Equipping one’s property with solar power is a great idea. But it’s not at all a small investment. A common misconception about solar panels is that they work really well in hot regions and probably don’t deliver in snow, shade and rain. And that’s not exactly true. There are two components of solar energy- heat and light. and the PV system needs only light energy to make solar power. So we don’t always need clear skies. For maximum efficiency, yes, direct sunlight is necessary but even when the weather is not perfect today’s solar panels can collect
enough light to produce electricity.

We don’t get the same amount of sunlight throughout the year everywhere in the world; so the curiosity regarding the efficiency of solar panels in regions that don’t get enough sun is quite valid. One might start to think, are roof-top solar panels even worth their price when the roof is frozen with snow half the time? The answer is- solar panels harness radiant light of the sun to produce solar power, not its heat, so it doesn’t matter if it snows. As long as there is light, your solar panels are going to work just fine. Rather they would perform better in clear and
colder weather than they would in peak summers. We will now find out why.

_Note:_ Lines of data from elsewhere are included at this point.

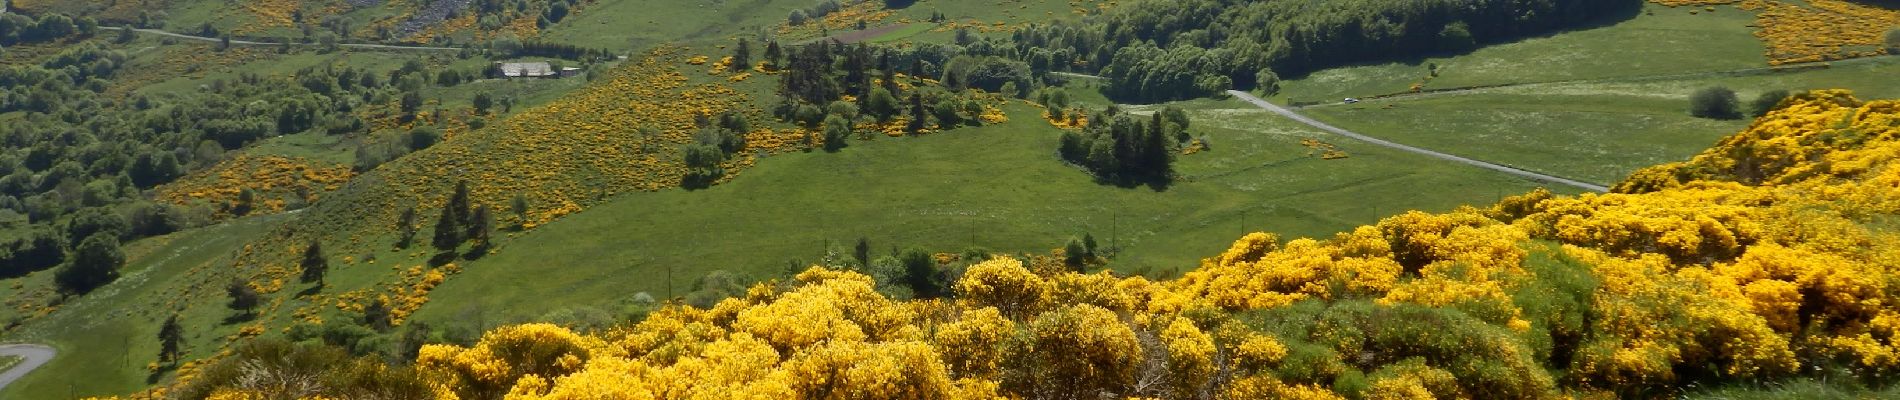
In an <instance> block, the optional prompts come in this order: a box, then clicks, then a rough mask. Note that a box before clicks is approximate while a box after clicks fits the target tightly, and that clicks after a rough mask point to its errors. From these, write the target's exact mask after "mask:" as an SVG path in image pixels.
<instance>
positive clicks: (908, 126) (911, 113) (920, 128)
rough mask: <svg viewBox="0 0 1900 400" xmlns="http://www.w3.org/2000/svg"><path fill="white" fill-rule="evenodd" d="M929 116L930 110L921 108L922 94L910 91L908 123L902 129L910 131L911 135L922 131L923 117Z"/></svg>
mask: <svg viewBox="0 0 1900 400" xmlns="http://www.w3.org/2000/svg"><path fill="white" fill-rule="evenodd" d="M929 116H931V112H929V110H927V108H923V95H918V93H910V123H908V125H904V131H906V133H910V135H912V136H914V135H918V133H921V131H923V123H925V119H929Z"/></svg>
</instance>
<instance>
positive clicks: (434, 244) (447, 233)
mask: <svg viewBox="0 0 1900 400" xmlns="http://www.w3.org/2000/svg"><path fill="white" fill-rule="evenodd" d="M431 245H435V250H441V252H454V250H456V246H462V224H458V222H456V209H454V207H443V218H435V241H431Z"/></svg>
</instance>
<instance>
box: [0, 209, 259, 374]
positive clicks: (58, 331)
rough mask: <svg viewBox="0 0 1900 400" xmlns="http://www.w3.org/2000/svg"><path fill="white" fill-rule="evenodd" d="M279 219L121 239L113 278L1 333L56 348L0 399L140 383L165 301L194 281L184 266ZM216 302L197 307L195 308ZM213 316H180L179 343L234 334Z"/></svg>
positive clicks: (178, 306) (226, 249) (165, 313)
mask: <svg viewBox="0 0 1900 400" xmlns="http://www.w3.org/2000/svg"><path fill="white" fill-rule="evenodd" d="M283 220H285V218H283V216H262V218H245V220H237V222H228V224H220V226H213V227H201V229H192V231H184V233H173V235H167V237H154V239H144V241H137V243H131V245H127V250H125V252H127V258H131V262H129V264H127V265H125V269H122V271H120V273H122V277H120V279H118V281H116V282H112V284H106V286H104V288H99V290H95V292H93V294H89V296H85V298H78V300H72V301H70V303H66V305H63V307H61V311H59V313H53V315H49V317H46V318H42V320H34V322H32V324H27V326H25V328H23V330H17V332H10V334H8V336H6V339H8V341H30V343H44V345H51V347H55V349H59V356H55V358H53V360H51V362H47V364H46V366H42V368H40V370H36V372H34V373H28V375H27V377H21V379H19V381H15V383H13V385H8V387H6V391H0V398H70V396H89V394H120V392H131V391H139V389H144V385H146V370H144V366H146V362H150V360H154V356H156V355H158V341H156V339H152V337H156V334H158V324H160V322H161V320H163V318H165V317H167V315H169V311H167V309H165V303H167V300H171V298H173V296H171V294H175V290H179V288H184V286H192V284H194V282H184V279H182V277H188V275H186V271H190V269H194V267H218V265H222V262H224V260H228V258H230V254H232V252H236V250H237V246H241V245H243V243H247V241H251V239H255V237H257V235H260V233H264V231H266V229H270V227H272V226H276V224H279V222H283ZM42 275H47V277H42ZM49 275H51V271H40V273H34V275H30V277H28V279H49ZM177 307H186V305H177ZM211 307H222V305H209V307H203V305H199V309H211ZM218 318H222V315H218V313H188V315H184V318H180V326H184V336H186V341H188V343H209V341H211V339H213V337H220V336H226V334H232V332H236V326H226V324H220V320H218ZM213 351H217V349H203V347H186V353H188V358H198V356H207V355H211V353H213Z"/></svg>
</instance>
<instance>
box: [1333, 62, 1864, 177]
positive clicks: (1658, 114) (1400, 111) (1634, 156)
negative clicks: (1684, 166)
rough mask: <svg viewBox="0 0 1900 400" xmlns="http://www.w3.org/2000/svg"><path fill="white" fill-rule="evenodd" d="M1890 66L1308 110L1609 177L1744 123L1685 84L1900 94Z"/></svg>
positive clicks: (1366, 123) (1680, 80)
mask: <svg viewBox="0 0 1900 400" xmlns="http://www.w3.org/2000/svg"><path fill="white" fill-rule="evenodd" d="M1894 72H1900V59H1892V57H1885V59H1866V61H1853V63H1839V64H1837V66H1834V68H1826V70H1805V72H1788V74H1765V76H1727V78H1691V80H1645V82H1585V83H1549V85H1526V87H1505V89H1488V91H1478V93H1461V95H1436V97H1412V99H1393V100H1368V102H1360V104H1353V106H1319V108H1307V110H1305V112H1307V114H1311V116H1315V118H1319V119H1326V121H1330V123H1336V125H1340V127H1345V129H1355V131H1362V133H1368V135H1378V136H1385V138H1391V140H1398V142H1406V144H1416V146H1425V148H1436V150H1444V152H1450V154H1459V155H1469V157H1480V159H1493V161H1503V163H1511V165H1518V167H1526V169H1531V171H1541V173H1552V174H1564V176H1575V178H1583V180H1592V182H1606V184H1609V182H1617V180H1621V178H1623V176H1625V174H1628V173H1630V171H1636V169H1640V167H1647V165H1657V163H1664V161H1676V159H1683V157H1687V155H1691V154H1695V152H1697V150H1701V148H1706V146H1708V144H1712V142H1714V140H1718V138H1721V136H1723V133H1729V131H1739V129H1742V127H1746V125H1748V121H1746V119H1729V121H1723V119H1701V118H1691V116H1689V114H1687V108H1689V93H1693V91H1697V89H1701V87H1710V85H1723V87H1733V89H1737V91H1739V93H1740V97H1742V100H1744V102H1746V100H1752V99H1754V97H1756V95H1759V93H1761V91H1771V89H1792V91H1801V89H1824V87H1847V89H1854V91H1856V93H1858V95H1862V97H1868V99H1887V97H1900V82H1894V80H1889V78H1885V76H1891V74H1894ZM1387 104H1391V106H1393V108H1385V106H1387Z"/></svg>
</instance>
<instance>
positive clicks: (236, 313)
mask: <svg viewBox="0 0 1900 400" xmlns="http://www.w3.org/2000/svg"><path fill="white" fill-rule="evenodd" d="M255 318H257V313H251V311H245V313H236V315H226V317H224V324H239V322H251V320H255Z"/></svg>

– How temperature affects the efficiency of solar panels:

To learn how solar energy works in cold, rainy and gloomy weather we need to find out how change in temperature affects their working. One might think more heat means more solar power but the truth is solar panels work best between 15°C to 35°C and are tested at standard testing conditions (STC) of 25°C. They are robust by design and require low maintenance and they can withstand extreme weather both hot and cold. Solar panels can get as hot as 65°C in warmer regions of the world during peak summers depending on a few other factors like the amount of sunlight, air temperature, material used in roofing etc. In case of such weather, even when there is enough sun, the efficiency of solar panels drops by a little because the voltage of a PV cell decreases with increase in temperature.

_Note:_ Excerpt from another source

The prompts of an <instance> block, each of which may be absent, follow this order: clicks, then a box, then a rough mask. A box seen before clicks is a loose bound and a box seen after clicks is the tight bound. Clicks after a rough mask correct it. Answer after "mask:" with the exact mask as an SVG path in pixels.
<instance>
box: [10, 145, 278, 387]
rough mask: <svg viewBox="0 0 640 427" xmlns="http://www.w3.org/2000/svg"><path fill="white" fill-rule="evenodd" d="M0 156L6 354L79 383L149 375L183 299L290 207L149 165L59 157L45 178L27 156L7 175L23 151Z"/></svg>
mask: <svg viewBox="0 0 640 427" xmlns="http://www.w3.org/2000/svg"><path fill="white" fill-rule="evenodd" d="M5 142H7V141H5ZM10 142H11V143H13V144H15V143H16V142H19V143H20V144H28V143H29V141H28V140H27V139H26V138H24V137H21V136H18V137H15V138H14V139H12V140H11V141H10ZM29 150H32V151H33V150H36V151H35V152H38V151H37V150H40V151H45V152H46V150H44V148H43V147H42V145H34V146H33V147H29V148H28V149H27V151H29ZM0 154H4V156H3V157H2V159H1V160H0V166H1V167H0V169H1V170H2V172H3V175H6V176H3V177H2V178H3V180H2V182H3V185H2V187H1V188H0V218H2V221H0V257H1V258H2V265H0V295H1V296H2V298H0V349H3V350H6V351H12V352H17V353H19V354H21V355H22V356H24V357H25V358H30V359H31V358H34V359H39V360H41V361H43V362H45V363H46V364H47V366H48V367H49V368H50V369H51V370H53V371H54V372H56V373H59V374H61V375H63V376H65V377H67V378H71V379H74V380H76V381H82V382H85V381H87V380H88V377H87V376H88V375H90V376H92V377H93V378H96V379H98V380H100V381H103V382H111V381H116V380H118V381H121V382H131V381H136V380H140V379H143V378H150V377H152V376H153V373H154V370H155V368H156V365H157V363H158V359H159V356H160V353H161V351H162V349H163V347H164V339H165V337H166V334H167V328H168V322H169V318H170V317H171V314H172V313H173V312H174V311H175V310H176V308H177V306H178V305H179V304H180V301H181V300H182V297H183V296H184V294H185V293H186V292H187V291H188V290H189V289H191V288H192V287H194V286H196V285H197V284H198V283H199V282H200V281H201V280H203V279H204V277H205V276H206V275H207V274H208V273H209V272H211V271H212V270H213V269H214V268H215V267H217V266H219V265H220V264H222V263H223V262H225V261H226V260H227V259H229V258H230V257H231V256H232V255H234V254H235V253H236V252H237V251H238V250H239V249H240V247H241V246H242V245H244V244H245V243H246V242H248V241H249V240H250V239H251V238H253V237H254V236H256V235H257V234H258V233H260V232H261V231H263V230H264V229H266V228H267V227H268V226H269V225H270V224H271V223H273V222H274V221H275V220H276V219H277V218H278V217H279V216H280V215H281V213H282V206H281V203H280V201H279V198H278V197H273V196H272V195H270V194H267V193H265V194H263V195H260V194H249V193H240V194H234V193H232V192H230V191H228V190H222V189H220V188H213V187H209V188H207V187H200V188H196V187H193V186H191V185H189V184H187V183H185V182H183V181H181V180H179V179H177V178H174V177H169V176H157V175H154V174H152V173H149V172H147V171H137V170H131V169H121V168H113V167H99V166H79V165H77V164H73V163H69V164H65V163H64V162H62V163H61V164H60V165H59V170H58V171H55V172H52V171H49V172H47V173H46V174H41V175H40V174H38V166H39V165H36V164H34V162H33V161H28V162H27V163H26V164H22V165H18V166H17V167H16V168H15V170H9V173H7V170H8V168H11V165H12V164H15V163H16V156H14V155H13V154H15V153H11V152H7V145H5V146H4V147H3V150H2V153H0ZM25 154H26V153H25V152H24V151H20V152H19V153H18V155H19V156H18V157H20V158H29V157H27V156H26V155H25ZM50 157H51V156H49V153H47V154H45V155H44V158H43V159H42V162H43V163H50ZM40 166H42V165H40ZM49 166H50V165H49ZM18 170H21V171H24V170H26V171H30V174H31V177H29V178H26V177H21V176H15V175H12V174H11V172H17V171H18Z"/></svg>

So they are made to withstand all kinds of weather be it snowy, rainy or sunny. And their efficiency doesn’t suffer as much as you would think, as even visible light is enough to produce some amount of electricity.

– Understanding the temperature coefficient:

Now that we have learnt that beyond one point(25°C STC) the efficiency of solar panels drops with increase in their temperature, let us find out by how much does it drop and why does it happen. Everyone who plans to get their homes equipped with solar power gets this piece of advice from someone- “don’t forget to look at the spec sheets”. And when they do, they can check out the temperature coefficient of various solar panels there. The temperature coefficient helps us understand by how much the efficiency of the panels will drop per degree
Celsius/Fahrenheit. For instance, the temperature coefficient of monocrystalline solar cells is around -0.5%/°C, which means every time the surface temperature of the mono solar panels goes above 25°C by 1°C they generate 0.5% less power than the optimal.

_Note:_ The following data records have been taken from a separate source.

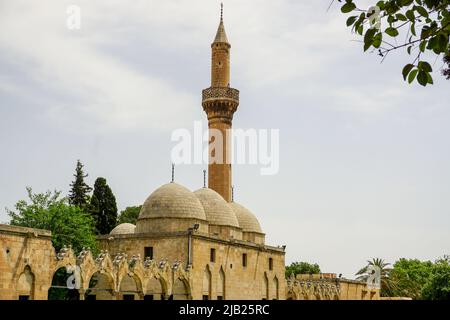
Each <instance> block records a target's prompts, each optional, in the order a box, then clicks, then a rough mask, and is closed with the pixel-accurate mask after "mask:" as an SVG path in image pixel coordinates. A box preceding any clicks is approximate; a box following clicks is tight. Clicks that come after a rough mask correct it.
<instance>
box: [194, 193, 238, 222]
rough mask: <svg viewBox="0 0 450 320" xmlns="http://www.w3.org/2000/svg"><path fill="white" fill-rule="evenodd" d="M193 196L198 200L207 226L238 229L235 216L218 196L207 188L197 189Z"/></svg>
mask: <svg viewBox="0 0 450 320" xmlns="http://www.w3.org/2000/svg"><path fill="white" fill-rule="evenodd" d="M194 194H195V195H196V196H197V198H198V199H199V200H200V202H201V204H202V206H203V209H204V211H205V214H206V219H207V220H208V222H209V224H212V225H220V226H230V227H236V228H239V222H238V219H237V217H236V214H235V213H234V211H233V210H232V209H231V207H230V206H229V205H228V203H227V202H226V201H225V199H224V198H223V197H222V196H221V195H220V194H218V193H217V192H216V191H214V190H212V189H209V188H201V189H198V190H197V191H195V192H194Z"/></svg>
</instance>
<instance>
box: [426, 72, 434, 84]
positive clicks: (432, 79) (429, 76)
mask: <svg viewBox="0 0 450 320" xmlns="http://www.w3.org/2000/svg"><path fill="white" fill-rule="evenodd" d="M427 76H428V84H433V77H432V76H431V74H429V73H427Z"/></svg>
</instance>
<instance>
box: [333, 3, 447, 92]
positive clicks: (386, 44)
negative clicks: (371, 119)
mask: <svg viewBox="0 0 450 320" xmlns="http://www.w3.org/2000/svg"><path fill="white" fill-rule="evenodd" d="M333 1H334V0H333ZM338 1H339V2H341V3H343V4H342V6H341V11H342V12H343V13H355V15H351V16H350V17H349V18H348V19H347V22H346V24H347V26H348V27H351V28H352V31H353V32H355V33H356V34H358V35H360V36H361V37H363V43H364V51H367V50H369V49H370V48H372V49H373V50H376V51H377V52H378V55H379V56H381V57H382V59H383V60H384V59H385V58H386V57H387V56H388V55H389V54H390V53H391V52H394V51H396V50H399V49H402V50H403V49H405V50H406V52H407V53H408V54H409V55H410V56H413V57H414V59H412V61H411V62H410V63H408V64H406V65H405V66H404V67H403V70H402V74H403V79H404V80H405V81H406V80H407V81H408V82H409V83H411V82H413V81H414V80H415V79H416V80H417V82H418V83H419V84H421V85H422V86H426V85H427V84H433V78H432V76H431V73H432V71H433V69H432V67H431V64H430V63H429V62H427V61H425V60H424V59H423V56H424V55H427V56H430V58H431V60H430V61H435V59H434V58H433V56H434V57H436V58H437V57H441V59H444V62H445V63H447V64H448V59H449V58H448V57H449V55H450V49H449V36H450V12H449V11H450V0H385V1H378V2H376V4H375V3H374V5H373V6H371V7H370V8H368V9H367V10H363V9H360V8H358V7H357V5H356V4H355V1H353V0H344V1H343V0H338ZM401 33H403V34H402V35H401ZM403 35H404V39H405V40H401V39H403ZM401 36H402V37H401ZM446 72H448V69H447V71H445V70H444V71H443V74H444V76H447V79H448V78H449V77H448V73H446Z"/></svg>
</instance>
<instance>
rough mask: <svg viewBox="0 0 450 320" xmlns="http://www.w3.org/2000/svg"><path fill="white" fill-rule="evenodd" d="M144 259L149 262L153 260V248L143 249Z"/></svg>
mask: <svg viewBox="0 0 450 320" xmlns="http://www.w3.org/2000/svg"><path fill="white" fill-rule="evenodd" d="M146 258H150V259H151V260H153V247H145V248H144V260H145V259H146Z"/></svg>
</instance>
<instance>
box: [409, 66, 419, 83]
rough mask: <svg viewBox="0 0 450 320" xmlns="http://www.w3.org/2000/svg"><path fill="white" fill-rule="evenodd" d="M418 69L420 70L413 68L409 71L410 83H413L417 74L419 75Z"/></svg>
mask: <svg viewBox="0 0 450 320" xmlns="http://www.w3.org/2000/svg"><path fill="white" fill-rule="evenodd" d="M418 71H419V70H417V69H414V70H412V71H411V72H410V73H409V76H408V83H411V82H413V81H414V79H415V78H416V75H417V72H418Z"/></svg>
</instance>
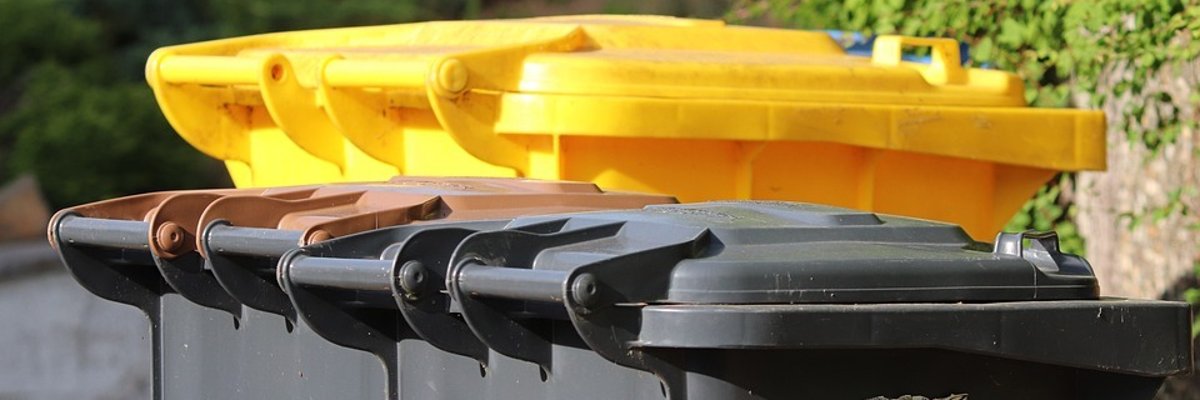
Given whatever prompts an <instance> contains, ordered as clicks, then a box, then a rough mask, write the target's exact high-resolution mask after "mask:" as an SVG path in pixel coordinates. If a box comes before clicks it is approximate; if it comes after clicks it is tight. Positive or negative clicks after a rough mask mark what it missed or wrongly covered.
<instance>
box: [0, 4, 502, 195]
mask: <svg viewBox="0 0 1200 400" xmlns="http://www.w3.org/2000/svg"><path fill="white" fill-rule="evenodd" d="M468 5H474V8H475V10H476V11H475V12H478V8H479V0H462V1H436V0H409V1H389V0H368V1H338V0H296V1H268V0H86V1H84V0H0V24H2V25H4V26H5V34H4V35H0V183H2V181H4V180H7V179H11V178H12V177H14V175H17V174H22V173H32V174H35V175H37V177H38V179H40V180H41V181H42V186H43V191H44V192H46V195H47V198H48V199H49V202H50V203H52V205H54V207H65V205H71V204H78V203H84V202H90V201H96V199H101V198H108V197H115V196H122V195H130V193H137V192H145V191H155V190H166V189H190V187H200V186H228V185H229V183H228V178H227V177H226V173H224V171H223V168H222V166H221V163H220V162H218V161H216V160H211V159H208V157H204V156H202V155H200V154H199V153H198V151H196V150H194V149H192V148H191V147H188V145H187V144H186V143H184V142H182V139H180V138H179V136H176V135H175V133H174V132H173V131H172V129H170V127H169V126H168V125H167V123H166V120H164V119H163V118H162V115H161V113H160V111H158V107H157V105H156V103H155V101H154V97H152V94H151V92H150V89H149V88H148V86H146V85H145V83H144V82H143V65H144V64H145V59H146V56H148V55H149V54H150V52H152V50H154V49H155V48H158V47H162V46H168V44H175V43H184V42H193V41H200V40H208V38H218V37H226V36H236V35H247V34H257V32H264V31H278V30H292V29H310V28H328V26H347V25H362V24H389V23H402V22H410V20H415V19H446V18H458V17H461V16H462V13H463V12H464V10H466V8H468V7H467V6H468Z"/></svg>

One can easily infer from this that solar panels are more efficient in colder weather. But again, during the warmer days due to early sunrise and late sunsets we get more sunlight and for longer duration. Hence the solar panels gather light for more time and make up for the small compromise in efficiency caused by the rise in surface temperature of the panels. So there is not a huge difference in overall electricity produced based on just the temperature of seasons.

– Solar Power In Shade:

There are parts of India that see some of the highest rainfall in the world and it pours there more months around the year than it doesn’t. Cloudy weather can too affect the efficiency of solar power production. It is estimated that solar panels are 40% less efficient in peak cloudy weather. If it’s not completely dark and the sun is still hiding in the clouds the solar panels will still gather enough solar radiation to produce some electricity. Solutions like roof orientation and right design of solar panels can help minimize the compromise in solar power caused due to
bad weather. To assume that there won’t be any solar energy without direct sunlight is wrong. Modern panels are capable of producing enough solar power even in low light conditions.

Same goes for shade caused by trees and buildings surrounding the roof-top. We already discussed that we don’t need heat from the sun to generate solar energy. It then depends on how much surface area of the solar panels is covered in shade. If half of the PV panel is covered in shade and the rest of it sees clear sunlight, only the cells that lie in shade will be slightly less efficient while the others will run on their best.